# Recommend some Pachelbel



## HolstThePhone (Oct 11, 2015)

Hello all

Other than that one hidden gem that cellists love to play at weddings, I don't really know any Pachelbel. Does anyone have any pieces/performances they would recommend?


----------



## level82rat (Jun 20, 2019)

I'm a fan of his Suite in B-Flat for Strings and Continuo




and his Suite in G for Strings and Continuo




(Note these are just the first movements of their respective works.

They are short, easy to listen to, and pleasantly catchy


----------



## Bulldog (Nov 21, 2013)

Check out the solo organ disc on Naxos performed by Wolfgang Rübsam.


----------



## hammeredklavier (Feb 18, 2018)

"Although the Well-Tempered Clavier was the first collection of fully worked keyboard pieces in all 24 keys, similar ideas had occurred earlier. Before the advent of modern tonality in the late 17th century, numerous composers produced collections of pieces in all seven modes: Johann Pachelbel's magnificat fugues (composed 1695-1706)"


----------



## HolstThePhone (Oct 11, 2015)

level82rat said:


> I'm a fan of his Suite in B-Flat for Strings and Continuo
> 
> 
> 
> ...


I didn't notice how short the second one was until it finished :lol: both of these are very nice. It all sounds rather... Inoffensive... Not necessarily a bad thing. Thanks for the suggestions - I'll be sure to check out the full works.


----------



## Bulldog (Nov 21, 2013)

HolstThePhone said:


> I didn't notice how short the second one was until it finished :lol: both of these are very nice. It all sounds rather... Inoffensive... Not necessarily a bad thing.


That's why I recommend the organ works - adds some austerity to the mix.


----------



## Mandryka (Feb 22, 2013)




----------



## Mandryka (Feb 22, 2013)




----------



## Mandryka (Feb 22, 2013)

The disc by Raml is especially valuable for the suite on harpsichord - but the organ is outstanding. It's very well recorded - and there's a companion volume also a pleasure to hear.









This is an organ recital disc which I always enjoy when I return to it, along with the Rubsam that Bulldog mentioned.


----------



## Mandryka (Feb 22, 2013)

hammeredklavier said:


> "Although the Well-Tempered Clavier was the first collection of fully worked keyboard pieces in all 24 keys, similar ideas had occurred earlier.
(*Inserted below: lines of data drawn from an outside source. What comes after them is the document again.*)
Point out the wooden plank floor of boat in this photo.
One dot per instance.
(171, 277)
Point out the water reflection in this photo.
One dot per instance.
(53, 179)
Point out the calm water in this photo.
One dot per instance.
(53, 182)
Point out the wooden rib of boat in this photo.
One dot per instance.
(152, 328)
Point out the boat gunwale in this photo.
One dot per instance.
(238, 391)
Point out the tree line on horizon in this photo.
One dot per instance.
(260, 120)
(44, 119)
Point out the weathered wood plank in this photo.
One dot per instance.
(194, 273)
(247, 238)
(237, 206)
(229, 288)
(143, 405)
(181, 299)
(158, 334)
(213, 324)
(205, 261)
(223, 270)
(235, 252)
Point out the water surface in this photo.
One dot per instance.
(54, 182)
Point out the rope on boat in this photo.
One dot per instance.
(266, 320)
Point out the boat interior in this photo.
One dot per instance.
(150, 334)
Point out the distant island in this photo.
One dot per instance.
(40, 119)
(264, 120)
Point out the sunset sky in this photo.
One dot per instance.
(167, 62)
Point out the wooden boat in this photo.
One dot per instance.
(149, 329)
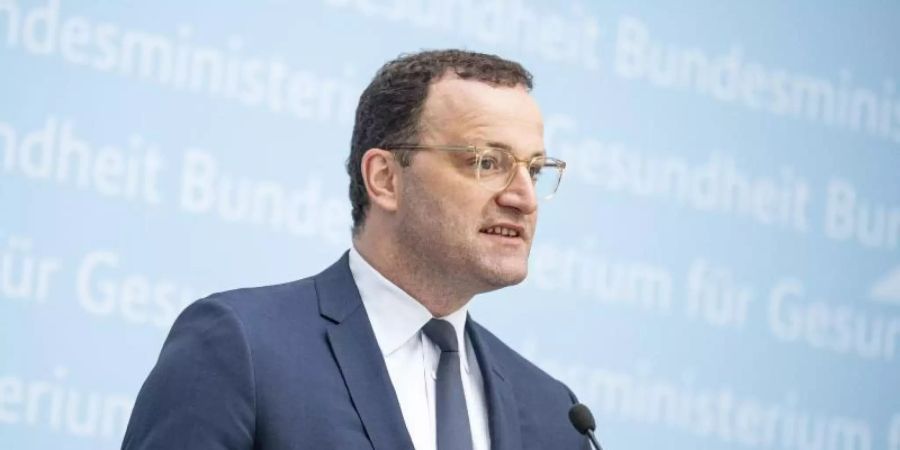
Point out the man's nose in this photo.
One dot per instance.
(520, 193)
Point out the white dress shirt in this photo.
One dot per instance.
(412, 359)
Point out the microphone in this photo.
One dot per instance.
(583, 421)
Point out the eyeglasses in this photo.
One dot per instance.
(494, 167)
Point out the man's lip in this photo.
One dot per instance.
(517, 228)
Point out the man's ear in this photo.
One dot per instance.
(381, 176)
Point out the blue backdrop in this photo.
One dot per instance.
(719, 269)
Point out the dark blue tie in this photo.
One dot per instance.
(452, 417)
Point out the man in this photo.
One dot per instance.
(446, 169)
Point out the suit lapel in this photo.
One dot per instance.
(359, 358)
(503, 411)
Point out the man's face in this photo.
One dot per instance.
(449, 224)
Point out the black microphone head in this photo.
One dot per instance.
(581, 418)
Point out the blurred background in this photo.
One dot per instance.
(719, 270)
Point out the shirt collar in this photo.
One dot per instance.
(397, 317)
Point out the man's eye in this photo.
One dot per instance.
(488, 163)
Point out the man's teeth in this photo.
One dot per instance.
(502, 231)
Before the advent of modern tonality in the late 17th century, numerous composers produced collections of pieces in all seven modes: Johann Pachelbel's magnificat fugues (composed 1695-1706)"


He wrote about 100000 magnificats and I was always very underwhelmed until I heard the presentation on this CD, which interleaves a handful of them with sung verses of the magnificat - a revelation


----------



## RogerWaters (Feb 13, 2017)

His organ musc is where it's at: my favourite is Wener Jacbob's volume.
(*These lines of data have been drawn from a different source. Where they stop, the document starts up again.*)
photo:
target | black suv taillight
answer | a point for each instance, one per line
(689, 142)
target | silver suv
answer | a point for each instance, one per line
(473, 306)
Also The Toccatas played by Erik Feller.


----------



## punk (Jul 23, 2020)

The only one I know is this beautiful little ditty called Cannon in D. I suppose everyone here knows it...


----------



## Mandryka (Feb 22, 2013)

RogerWaters said:


> Erik Feller.


Thanks for mentioning this, I've never heard anything by Erik Feller. The pure sounding equally tuned modern organ at Plaisance du Gers is not unattractive and the recording quality is perfectly listenable. Equally tuned unfortunately. Tasteful performances, with an emphasis on the virtuoso side of the music more than the spiritual.


----------



## Jacck (Dec 24, 2017)

his motets might also be worth exploring


----------



## premont (May 7, 2015)

Mandryka said:


> I've never heard anything by Erik Feller.


My only acquaintance with Eric Feller is a recording he made of Bach's keyboard partitas on an electronic organ (label Arion IIRC). Concentrated crap.


----------